I trusted my gut, it was all going to be okay.
Barack Obama would bring some dignity and intelligence back to the White House. And sometime, when we had a few days and some extra cash, Boyfriend and I would go to Palm Springs, and after more than a decade together, make it legal. For the first time in a long time, it was all going to be okay.
But my gut was only half right.
I've been surprised at how Proposition 8's passing has effected me, the level of anger and hurt that I feel. I think that maybe it's because we seemed to be moving in the right direction, and now we've taken this gigantic step back. Or rather, we've been pushed back by the leaders of the mormon church
Yes, I've placed my blame.
I read an article that proposed the black and latin communities, not believed to be supportive of gay rights, made the difference because they turned out in higher numbers to vote in the general election. I suppose that could be true, but it seems both racist and facile. Money, on the other hand, always makes a difference when Americans have something to vote on, and on that front the mormon church led the way.

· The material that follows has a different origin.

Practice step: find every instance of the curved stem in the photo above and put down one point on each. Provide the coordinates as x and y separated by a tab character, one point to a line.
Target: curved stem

For these churches (mormon and others) the priority is not food for the hungry, treatment for the addicted, or apparently any kind of help for those in need. Ensuring that Boyfriend and I remain unequal in the eyes of the law, that's job one.
So, what do I do now?
As the shouting began, the mormons issued a statement asking for "a spirit of mutual respect and civility," and here I sit, feeling neither. After eight years of watching the Bush administration wreck our reputation in the world, of having my patriotism questioned simply because of my party affiliation, you'll have to pardon me if I'm less than satisfied with where civility has gotten me.
And now, for the religious right to effectively block my entrance to the courthouse, when I've never once asked to walk down their aisle, well I'm not feeling especially respectful. Am I supposed to stand quietly by, with a smile on my face, while they continue their work to ensure that I never receive quite the same benefits, or enjoy quite the same rights as my straight counterparts?
So I've spent the week trying to make some sense of it. I've written and re-written this post each day because I'm alternately disheartened and enraged, and no combination of words seems to adequately convey the way I feel.
I can only conclude that I'm trying to make sense of something that makes no sense. Were I to marry my partner none of those who voted yes on Proposition 8 would know, no change in their lives would occur. The institution of Marriage, battered and bruised as it is, would remain.
I've tried to explain this in past letters to representatives. I've asked why, legally, I should be denied this right. I've asked how my marriage would affect theirs. They've never replied with anything more than a form letter assuring me that my opinion counts. I can only believe it's because they know deep down I'm right.
So I'm left feeling lost, not sure what to do, if anything can be done. And sad. Sad because of all that transpired throughout the California campaign. And sad because as we enter the holiday season, and as I think back on Notre Dame, Sainte Chappelle, Westminster Cathedral, all toured on our recent vacation, I have no charity, at least for now, for the church.